Gaya dakwahnya berbeda dari ustaz kebanyakan. Alih-alih mengenakan sarung, peci, atau jas, Evie lebih sering tampil santai dengan pakaian kasual lengkap dengan topi atau kupluk khasnya.
Bahasa gaul yang digunakannya membuat ia lebih dekat dengan anak muda, terutama di Bandung dan sekitarnya.
Namun perjalanan hidup Evie tidaklah mulus. Ia mengaku pernah merasakan masa kelam, termasuk mendekam di Rutan Kebon Waru Bandung. Dari balik jeruji besi itulah, Evie mulai merenungi hidup dan bertekad hijrah.
Setelah bebas, ia rajin mengikuti kajian, belajar di berbagai majelis taklim, dan mendalami ajaran Islam secara otodidak. Evie pernah mengaku hanya menempuh pendidikan formal hingga SMP dan tidak memiliki latar belakang pesantren.
Meski begitu, tekadnya untuk berubah membuatnya dikenal sebagai salah satu penceramah alternatif yang digemari anak muda.

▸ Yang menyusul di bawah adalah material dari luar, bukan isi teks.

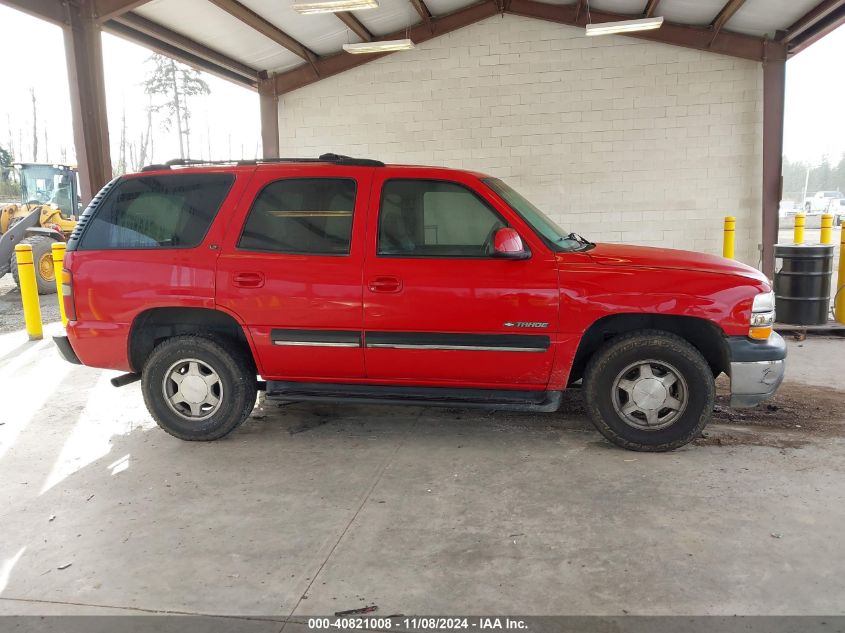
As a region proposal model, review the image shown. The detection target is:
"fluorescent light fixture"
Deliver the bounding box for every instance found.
[343,38,414,55]
[293,0,378,15]
[587,15,663,35]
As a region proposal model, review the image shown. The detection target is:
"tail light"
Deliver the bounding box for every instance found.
[62,268,76,321]
[748,292,775,341]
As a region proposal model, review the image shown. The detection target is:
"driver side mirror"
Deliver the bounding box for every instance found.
[491,227,531,259]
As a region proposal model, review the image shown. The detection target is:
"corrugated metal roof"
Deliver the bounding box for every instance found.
[117,0,845,87]
[135,0,302,71]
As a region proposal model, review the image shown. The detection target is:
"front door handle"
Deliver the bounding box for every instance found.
[367,277,402,292]
[232,272,264,288]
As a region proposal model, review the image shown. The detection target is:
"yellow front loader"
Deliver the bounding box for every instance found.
[0,163,79,294]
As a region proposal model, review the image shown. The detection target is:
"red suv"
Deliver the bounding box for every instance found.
[57,154,786,451]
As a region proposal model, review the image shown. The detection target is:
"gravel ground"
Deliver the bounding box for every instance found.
[0,274,61,334]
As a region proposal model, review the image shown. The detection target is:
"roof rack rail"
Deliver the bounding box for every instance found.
[141,153,384,172]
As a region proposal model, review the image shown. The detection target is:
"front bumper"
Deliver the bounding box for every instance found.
[728,332,786,408]
[53,336,82,365]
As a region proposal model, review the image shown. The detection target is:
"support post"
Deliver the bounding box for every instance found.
[15,244,44,341]
[762,59,786,278]
[722,215,736,259]
[258,75,279,158]
[64,0,112,203]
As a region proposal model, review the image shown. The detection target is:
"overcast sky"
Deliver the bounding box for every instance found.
[0,6,845,168]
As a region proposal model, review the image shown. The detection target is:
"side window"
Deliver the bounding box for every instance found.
[378,180,506,257]
[238,178,357,255]
[79,174,235,250]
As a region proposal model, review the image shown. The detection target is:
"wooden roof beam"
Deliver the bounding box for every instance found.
[710,0,745,36]
[109,13,258,88]
[0,0,70,26]
[508,0,786,61]
[209,0,317,63]
[787,3,845,57]
[780,0,845,44]
[93,0,150,24]
[643,0,660,18]
[335,11,373,42]
[272,0,499,95]
[411,0,434,33]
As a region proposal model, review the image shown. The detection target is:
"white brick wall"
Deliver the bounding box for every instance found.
[279,16,762,265]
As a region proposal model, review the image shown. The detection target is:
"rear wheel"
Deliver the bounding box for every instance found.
[142,336,257,441]
[584,330,716,451]
[11,235,56,295]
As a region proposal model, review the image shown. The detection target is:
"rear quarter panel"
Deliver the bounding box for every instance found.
[65,170,251,371]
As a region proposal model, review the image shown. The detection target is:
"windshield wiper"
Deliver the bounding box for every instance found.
[566,233,596,249]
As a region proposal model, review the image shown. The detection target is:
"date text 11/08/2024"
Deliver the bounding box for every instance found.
[308,616,528,631]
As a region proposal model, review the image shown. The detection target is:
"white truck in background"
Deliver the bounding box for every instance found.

Kasus hukum yang kini menjerat Evie Effendi tentu mencoreng citra dakwahnya yang selama ini identik dengan pesan moral dan semangat hijrah.
Hingga kini, polisi masih mendalami laporan tersebut dengan memanggil saksi tambahan. Sementara Evie Effendi sendiri belum banyak memberikan klarifikasi terbuka terkait tuduhan yang menimpa dirinya.